African countries like Morocco and Algeria share moderate manufacturing expertise between them. Morocco is into citrus processing, horticultural products, phosphate products and it also exports solar energy to Europe. Algeria is into agro-chemicals, petro-chemicals, fertilisers, electronics, pharmaceuticals, construction materials, among others. Once again, these two countries can transit their manufacturing bases into green energy technologies and realise carbon-free economies.

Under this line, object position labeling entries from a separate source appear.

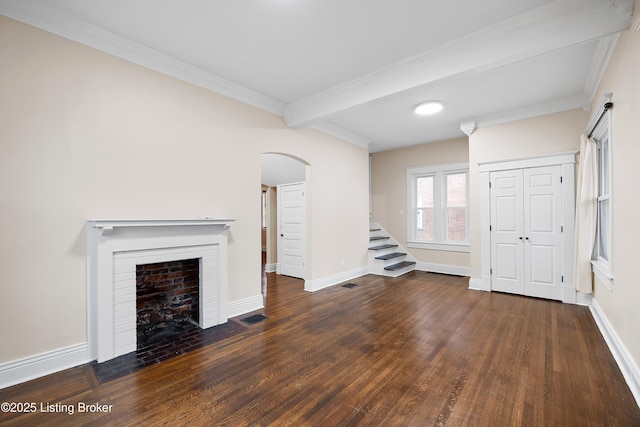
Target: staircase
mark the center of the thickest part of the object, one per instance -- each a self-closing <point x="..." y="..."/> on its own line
<point x="386" y="256"/>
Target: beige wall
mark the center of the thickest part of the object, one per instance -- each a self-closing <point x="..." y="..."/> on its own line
<point x="620" y="304"/>
<point x="544" y="135"/>
<point x="389" y="191"/>
<point x="85" y="135"/>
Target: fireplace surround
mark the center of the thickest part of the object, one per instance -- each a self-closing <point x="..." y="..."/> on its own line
<point x="115" y="247"/>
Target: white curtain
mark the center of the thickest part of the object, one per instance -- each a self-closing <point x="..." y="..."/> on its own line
<point x="586" y="215"/>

Kenya, Zimbabwe, Uganda, Mauritius, Senegal and Ghana, among others, have great ecoprenuership potential but they are light-weight manufacturers.
They are into tea processing, leather and leather products, tobacco processing, mining, textiles, agricultural products, among others. In this regard, if we want to talk about ecoprenuership and going green in Africa, let us not put all countries in one basket in the name of globalisation or SDGs.
Each country is unique in its context and the manner in which particular countries should transit need to be determined by their contextual orientation.
Zimbabwe has lately foregrounded industrialisation through Education 5.0, trending at State universities, where universities are leading the way in coming up with industrial innovation hubs. Some State universities have started processing foodstuffs using locally available domestic and forest fruits. It ia also into the manufacture of agricultural and mechanisation products, agro-chemicals, mining equipment, among others in a bid to industrialise and produce goods locally, innovate and increase value addition.
As these innovation hubs produce goods and services, they are not doing this in isolation, but with the environment and climate change in mind. This is also in line with Agenda 2063, the “Africa we want”. The aim is to industrialise, innovate and not only create jobs but green jobs and save the planet from carbon emissions.